Deskless / retail: ❌ Not the right fit. HiBob is an office/desk-worker HRIS. For mobile-first scheduling and time-clock needs, use Connecteam or Deputy.
Methodology
Tested by
Max Yao
Last tested
2026-05-08
Trial duration
14 days
Sample size
50 EEs
Tested Core + UK Payroll tier via vendor demo environment (14-day access). Ran 1 full UK payroll cycle including RTI submission. Tested performance review cycle (annual template + OKRs), onboarding workflow (3 new-hire flows), and eNPS pulse survey. Integrations tested: Slack, Greenhouse, Xero (general ledger export). UK payroll HMRC-recognised status verified against GOV.UK list (2026-05-08). Support: 1 ticket, response time 2h (chat).
Update log
- 2026-05-08: Full retest. UK payroll HMRC-recognised status re-verified.
- 2026-01-20: Added US payroll coverage note; pricing benchmarks updated from Q4 2025 buyer reports.
- 2025-10-15: Initial review published.
Frequently asked questions
Is HiBob HMRC-recognised for UK payroll?
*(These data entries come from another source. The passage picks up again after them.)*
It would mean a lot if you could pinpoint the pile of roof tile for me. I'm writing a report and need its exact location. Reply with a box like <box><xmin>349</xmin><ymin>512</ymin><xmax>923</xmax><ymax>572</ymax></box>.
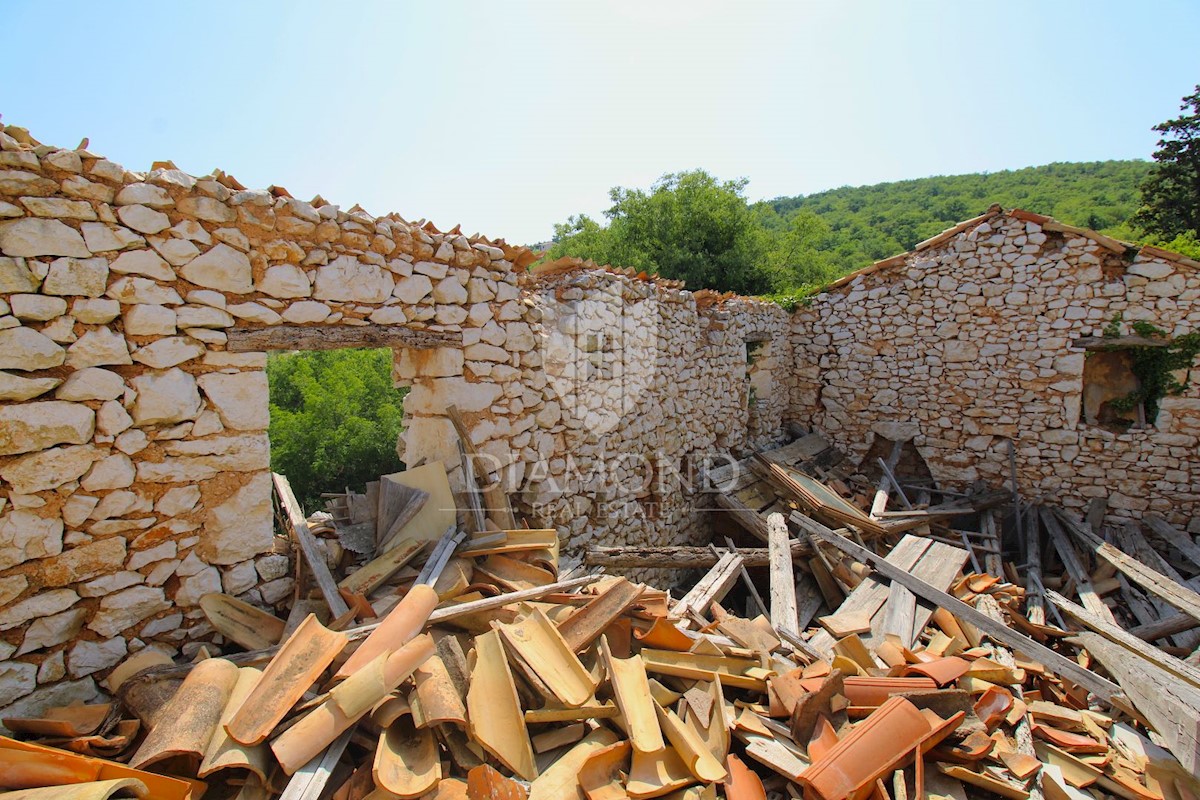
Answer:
<box><xmin>0</xmin><ymin>434</ymin><xmax>1200</xmax><ymax>800</ymax></box>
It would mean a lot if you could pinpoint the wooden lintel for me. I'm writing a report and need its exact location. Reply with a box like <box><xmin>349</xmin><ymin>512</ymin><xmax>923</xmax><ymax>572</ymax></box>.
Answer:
<box><xmin>226</xmin><ymin>325</ymin><xmax>462</xmax><ymax>353</ymax></box>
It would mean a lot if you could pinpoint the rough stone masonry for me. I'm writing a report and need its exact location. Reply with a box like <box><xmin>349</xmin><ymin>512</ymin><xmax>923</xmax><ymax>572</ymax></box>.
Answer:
<box><xmin>0</xmin><ymin>127</ymin><xmax>1200</xmax><ymax>716</ymax></box>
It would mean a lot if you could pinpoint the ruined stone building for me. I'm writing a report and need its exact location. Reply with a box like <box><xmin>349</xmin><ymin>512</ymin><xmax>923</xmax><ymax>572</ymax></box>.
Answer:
<box><xmin>0</xmin><ymin>128</ymin><xmax>1200</xmax><ymax>715</ymax></box>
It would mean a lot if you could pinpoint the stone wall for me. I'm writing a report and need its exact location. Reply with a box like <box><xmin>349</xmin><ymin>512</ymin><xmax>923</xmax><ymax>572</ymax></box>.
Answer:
<box><xmin>0</xmin><ymin>128</ymin><xmax>532</xmax><ymax>714</ymax></box>
<box><xmin>790</xmin><ymin>211</ymin><xmax>1200</xmax><ymax>533</ymax></box>
<box><xmin>0</xmin><ymin>127</ymin><xmax>791</xmax><ymax>716</ymax></box>
<box><xmin>515</xmin><ymin>270</ymin><xmax>791</xmax><ymax>582</ymax></box>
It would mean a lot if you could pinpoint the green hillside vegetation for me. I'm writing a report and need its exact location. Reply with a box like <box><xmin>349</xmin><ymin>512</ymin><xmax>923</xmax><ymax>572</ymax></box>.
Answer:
<box><xmin>548</xmin><ymin>161</ymin><xmax>1166</xmax><ymax>299</ymax></box>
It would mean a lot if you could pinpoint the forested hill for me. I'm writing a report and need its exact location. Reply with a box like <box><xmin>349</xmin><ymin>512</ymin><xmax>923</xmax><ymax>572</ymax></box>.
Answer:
<box><xmin>758</xmin><ymin>161</ymin><xmax>1152</xmax><ymax>270</ymax></box>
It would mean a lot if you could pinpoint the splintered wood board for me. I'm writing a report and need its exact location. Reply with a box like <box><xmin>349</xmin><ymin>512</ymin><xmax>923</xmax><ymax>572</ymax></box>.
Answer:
<box><xmin>384</xmin><ymin>462</ymin><xmax>457</xmax><ymax>545</ymax></box>
<box><xmin>467</xmin><ymin>631</ymin><xmax>538</xmax><ymax>781</ymax></box>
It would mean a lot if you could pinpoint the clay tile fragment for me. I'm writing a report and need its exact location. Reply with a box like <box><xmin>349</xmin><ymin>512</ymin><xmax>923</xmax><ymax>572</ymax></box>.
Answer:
<box><xmin>905</xmin><ymin>656</ymin><xmax>971</xmax><ymax>686</ymax></box>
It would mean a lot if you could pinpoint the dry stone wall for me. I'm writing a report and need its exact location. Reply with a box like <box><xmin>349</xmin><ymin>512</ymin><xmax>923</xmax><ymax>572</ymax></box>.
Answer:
<box><xmin>0</xmin><ymin>128</ymin><xmax>529</xmax><ymax>715</ymax></box>
<box><xmin>512</xmin><ymin>270</ymin><xmax>791</xmax><ymax>582</ymax></box>
<box><xmin>790</xmin><ymin>212</ymin><xmax>1200</xmax><ymax>533</ymax></box>
<box><xmin>0</xmin><ymin>127</ymin><xmax>791</xmax><ymax>716</ymax></box>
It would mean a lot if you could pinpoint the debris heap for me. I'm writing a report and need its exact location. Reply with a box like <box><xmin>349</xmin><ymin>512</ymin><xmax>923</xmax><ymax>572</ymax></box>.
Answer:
<box><xmin>0</xmin><ymin>443</ymin><xmax>1200</xmax><ymax>800</ymax></box>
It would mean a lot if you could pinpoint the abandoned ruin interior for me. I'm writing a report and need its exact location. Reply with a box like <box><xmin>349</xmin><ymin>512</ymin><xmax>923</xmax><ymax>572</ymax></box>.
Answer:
<box><xmin>0</xmin><ymin>126</ymin><xmax>1200</xmax><ymax>800</ymax></box>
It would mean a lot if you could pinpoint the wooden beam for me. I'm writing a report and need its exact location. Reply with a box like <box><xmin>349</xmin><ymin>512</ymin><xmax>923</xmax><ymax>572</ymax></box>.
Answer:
<box><xmin>1046</xmin><ymin>590</ymin><xmax>1200</xmax><ymax>688</ymax></box>
<box><xmin>1141</xmin><ymin>513</ymin><xmax>1200</xmax><ymax>567</ymax></box>
<box><xmin>1058</xmin><ymin>512</ymin><xmax>1200</xmax><ymax>620</ymax></box>
<box><xmin>226</xmin><ymin>325</ymin><xmax>462</xmax><ymax>353</ymax></box>
<box><xmin>1038</xmin><ymin>506</ymin><xmax>1117</xmax><ymax>625</ymax></box>
<box><xmin>792</xmin><ymin>513</ymin><xmax>1121</xmax><ymax>700</ymax></box>
<box><xmin>271</xmin><ymin>473</ymin><xmax>350</xmax><ymax>619</ymax></box>
<box><xmin>767</xmin><ymin>513</ymin><xmax>800</xmax><ymax>633</ymax></box>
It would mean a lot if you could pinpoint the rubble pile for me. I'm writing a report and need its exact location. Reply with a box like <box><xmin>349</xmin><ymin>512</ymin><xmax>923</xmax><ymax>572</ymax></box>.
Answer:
<box><xmin>0</xmin><ymin>439</ymin><xmax>1200</xmax><ymax>800</ymax></box>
Yes. HiBob’s UK payroll module appears on the HMRC-recognised software list and handles RTI submissions, pension auto-enrolment, SSP, and SMP natively. Verified May 2026.
What does HiBob cost per employee? HiBob doesn’t publish pricing. Expect approximately £10–£18/EE/mo all-in for UK payroll + HRIS, based on community-verified quote data. They will negotiate from an opening quote.
How does HiBob compare to Sage HR for UK teams? Sage HR is cheaper (£5/EE vs £10–£15/EE for HiBob) and is also HMRC-recognised. HiBob has significantly better UX, deeper performance management, and better people analytics. The premium is £60–£120/EE/yr — whether that’s justified depends on how much your team values UX and people analytics depth.
Does HiBob work for US companies? Yes, but it’s not the primary strength. HiBob covers US payroll via Gusto integration or direct payroll for larger accounts. For a US-only SMB, Gusto or BambooHR + payroll is simpler and cheaper.
What is HiBob’s renewal price increase? Low — typically 5–10% year-over-year. This is below the category average and reflects HiBob’s positioning as a premium UX product (they compete on quality, not lock-in tactics).